Tibetan teacher secretly released after eight months in prison

Tibetan teacher Rinchen Kyi when she was arrested by the Chinese authorities and an undated photo of her. Image: Free Tibet.

 DHARAMSALA, 26 April: A Tibetan Teacher from a school in Golok, Eastern Tibet has been released by Chinese authorities eight months after her arrest, the London-based advocacy group Free Tibet said.

“Rinchen Kyi was secretly returned home by police at 8 pm local time on Sunday 24 April,” the advocacy group said citing its research partner, Tibet Watch.

The teacher from Singdruk Taktse private school was arrested on 1st August 2021 apparently on charges of ‘separatism’ a month after the Chinese authorities abruptly closed the school.

Just as the Chinese authorities kept her whereabouts and well-being secret after her release, her health condition after her release from the Chinese prison also remains unknown. 

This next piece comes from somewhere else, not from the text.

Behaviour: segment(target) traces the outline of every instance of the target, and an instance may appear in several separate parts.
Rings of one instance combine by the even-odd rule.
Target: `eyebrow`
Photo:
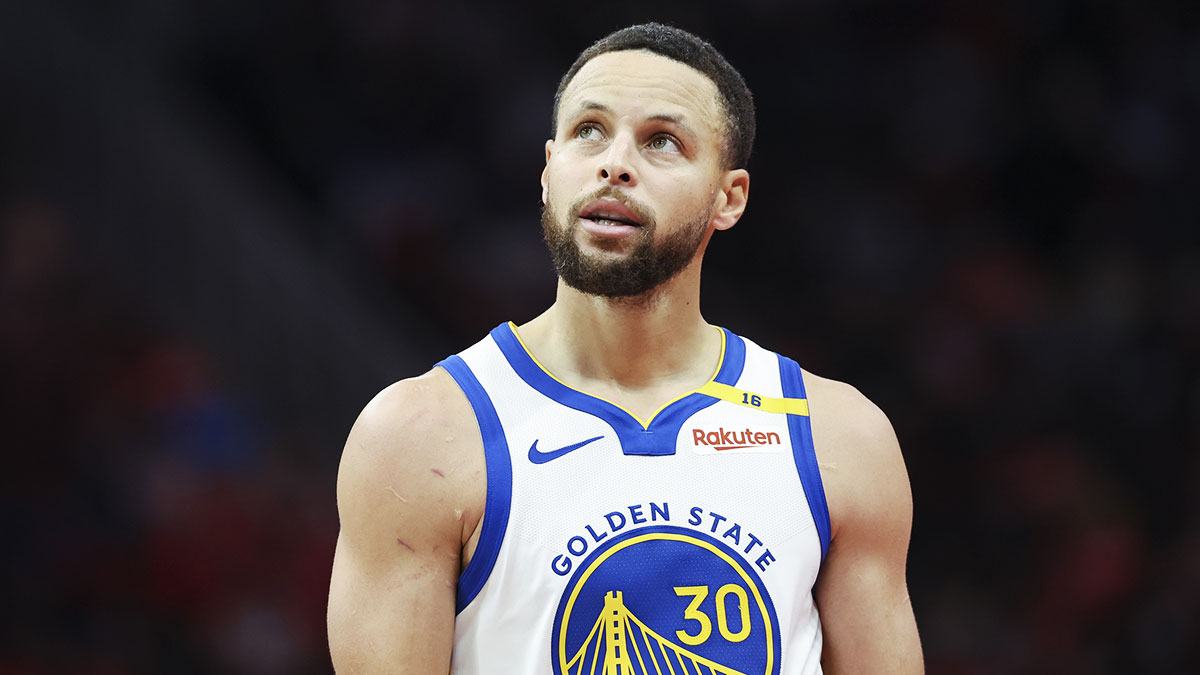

Though China has consistently had a conviction rate of over 99 per cent and releases of Tibetan political detainees are particularly rare, she was released “after eight months in detention” following “a vocal international campaign for her freedom in which thousands took part,” the report added.

John Jones, Campaigns and Advocacy Manager of the advocacy group has stated in the report that while her “arrest horrified many at the lengths the Chinese Communist Party will go to wipe out Tibet’s language and culture,  her release shows that international pressure can make a real difference to the situation in Tibet.”

“Today we celebrate this win for the Tibetan language, freedom in Tibet and Richen Kyi. We will continue to fight for Tibetan political prisoners until every cell is empty and Tibet is free,” he added.

Taktse School was apparently forced to shut down by the Chinese authorities on  8 July last year because the school’s primary language of instruction was Tibetan and it taught lessons about Tibet’s culture, the report said and added that “the Chinese government has imposed increasingly tight restrictions on the Tibetan language and Tibetan culture as part of a policy of eradicating them.” 

A joint communiqué sent to China by UN experts in February that was made public last week also cautioned China over the “arrest, detention and enforced disappearance” of the Tibetan teacher along with Tibetan writer Mr Lobsang Lhundup (pen name of Dhi Lhaden), musician Mr Lhundrup Drakpa, “allegedly in connection with their cultural activities in favour of the Tibetan minority language and culture.”

Additionally, the UN experts have urged China to respond to the communiqué  within 60 days and further urged China “to take all necessary measures to guarantee that the rights and freedoms of Mr Lobsang Lhundup, Mr Lhundrup Drakpa and Ms Rinchen Kyi are respected, and, in particular, to prevent any irreparable damage to their life and personal integrity.”